Dear List
Readers may be interested in revised guidance on the reporting, regulation and mandatory disclosure of information relating to contaminated sites. Sorry to temper your excitement but the guidance only applies in Western Australia!
http://www.linkedin.com/redir/redirect?url=http%3A%2F%2Fwww%2Eder%2Ewa%2Egov%2Eau%2Fimages%2Fyour-environment%2Fcontaminated-sites%2FId_Reporting_and_classification_of_CS_DRAFT_150819%2Epdf&urlhash=dYbV&_t=tracking_anet
The revised guidance, which updates and consolidates 2006 guidance documents, sets out the statutory requirement for polluters, owners/occupiers, and Auditors (aka SQPs?) to report known or suspected contaminated sites, and sets out the requirement for mandatory disclosure in all property transactions, with significant financial penalties for non-compliance (up to $250k individuals - $5M corporates).
The WA Contaminated Sites Act 2003 has been in force since 2006, and with a team of only 13 officers has assessed and classified (i.e. determined) 20,207 sites, of which 3812 sites require either further investigation or remediation works, and 6450 sites where voluntary decontamination has been secured. Contamination (soil, groundwater, ground-gas, asbestos and radiation) at the remaining sites is managed through statutorily enforced institutional controls (i.e. restrictions on use) which allow some continued development and use, subject to certain prescribed and enforced restrictions.

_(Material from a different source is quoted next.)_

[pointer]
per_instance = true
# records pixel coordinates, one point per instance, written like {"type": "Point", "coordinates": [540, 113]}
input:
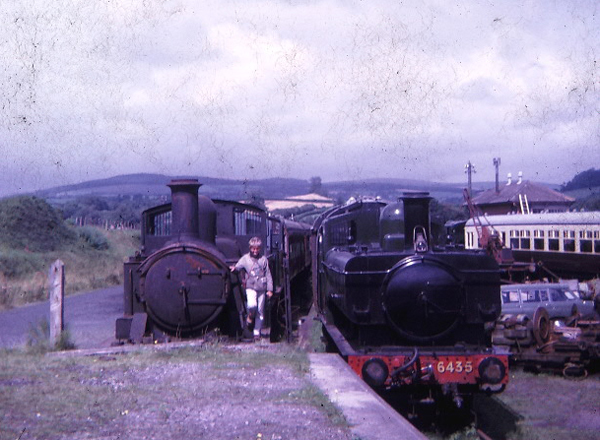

Interestingly, only one enforcement Notice has ever been served under the scheme. This remarkably low number has been attributed to the mandatory reporting and disclosure requirements and penalties enshrined in the Act, which focuses the polluters and landowners minds on maximising their asset value by securing effective clean up, without the need to pursue unnecessary, expensive and largely fruitless litigation - Win,Win,Win!